The hotline would help to field calls from patients and suspected cases, to give people an option other than calling triple-zero.
A paramedic told the publication the healthcare workers had been told to brace for a surge in patients when lockdowns ease.
“They basically told us to prepare psychologically because most of Victoria’s going to think ‘this is great’, meanwhile as a healthcare worker, it’ll feel like a war zone,” he said.
“I just can’t fathom it. Some of the hospitals in Melbourne are already apocalyptic.”
Victoria’s Australian Medical Association president Dr Roderick McRae has described Melbourne’s hospital system buckling under pressure as a “dire” situation.
“It is almost like we are living in parallel universes,” he told Today.
“Everybody at every stage of the Victorian healthcare system is using the word crisis.
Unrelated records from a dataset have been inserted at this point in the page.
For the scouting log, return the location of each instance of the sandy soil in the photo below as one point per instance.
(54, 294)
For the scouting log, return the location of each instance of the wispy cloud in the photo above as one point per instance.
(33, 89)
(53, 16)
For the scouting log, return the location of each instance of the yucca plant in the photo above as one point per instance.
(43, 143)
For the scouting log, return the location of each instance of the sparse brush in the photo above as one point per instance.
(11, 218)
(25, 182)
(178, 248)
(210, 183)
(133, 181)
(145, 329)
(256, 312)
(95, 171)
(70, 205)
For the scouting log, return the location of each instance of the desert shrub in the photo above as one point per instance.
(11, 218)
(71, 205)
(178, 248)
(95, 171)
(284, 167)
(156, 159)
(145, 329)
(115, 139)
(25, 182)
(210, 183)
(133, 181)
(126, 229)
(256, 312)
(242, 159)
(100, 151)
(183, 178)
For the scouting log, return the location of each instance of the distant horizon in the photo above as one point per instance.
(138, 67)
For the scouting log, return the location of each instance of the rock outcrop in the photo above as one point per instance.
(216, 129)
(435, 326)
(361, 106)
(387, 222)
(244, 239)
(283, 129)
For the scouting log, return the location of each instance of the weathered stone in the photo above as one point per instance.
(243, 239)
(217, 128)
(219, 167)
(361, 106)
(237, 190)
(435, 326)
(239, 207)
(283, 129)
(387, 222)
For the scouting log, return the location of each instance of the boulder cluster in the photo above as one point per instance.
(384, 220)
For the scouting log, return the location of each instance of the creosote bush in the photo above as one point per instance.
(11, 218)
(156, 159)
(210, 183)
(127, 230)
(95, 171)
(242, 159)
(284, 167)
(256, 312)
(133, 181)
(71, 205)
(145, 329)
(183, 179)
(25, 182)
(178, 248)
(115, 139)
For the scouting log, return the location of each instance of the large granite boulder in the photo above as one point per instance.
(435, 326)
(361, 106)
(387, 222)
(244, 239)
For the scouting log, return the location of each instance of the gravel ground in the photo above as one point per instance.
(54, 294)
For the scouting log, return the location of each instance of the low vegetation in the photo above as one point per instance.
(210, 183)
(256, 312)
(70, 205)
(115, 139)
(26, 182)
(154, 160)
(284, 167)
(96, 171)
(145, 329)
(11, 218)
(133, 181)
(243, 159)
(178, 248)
Other people are looking for a game of tennis.”
Dr McRae said the system had already been under “extreme strain for many, many months” on the back of decades of under-investment.
“So we now have the circumstance that you wait a long time for somebody to answer Triple-Zero, you wait a long time for your ambulance, the person in the ambulance waits a long time to exit the ambulance and get into the Emergency Department.”
Ambulance Victoria Executive Director Clinical Operations and Associate Professor Mick Stephenson said the health system was used to a heavy workload, but it was being slowed down significantly by the virus.
“We’ve got extraordinary demand in the system at the moment,” he said.
“This is the slowest the health system has ever worked because of COVID-19.”
The associate professor said paramedics were dealing with 250 to 300 patients a day who were suspected of having COVID-19, with about 150 turning out to be positive.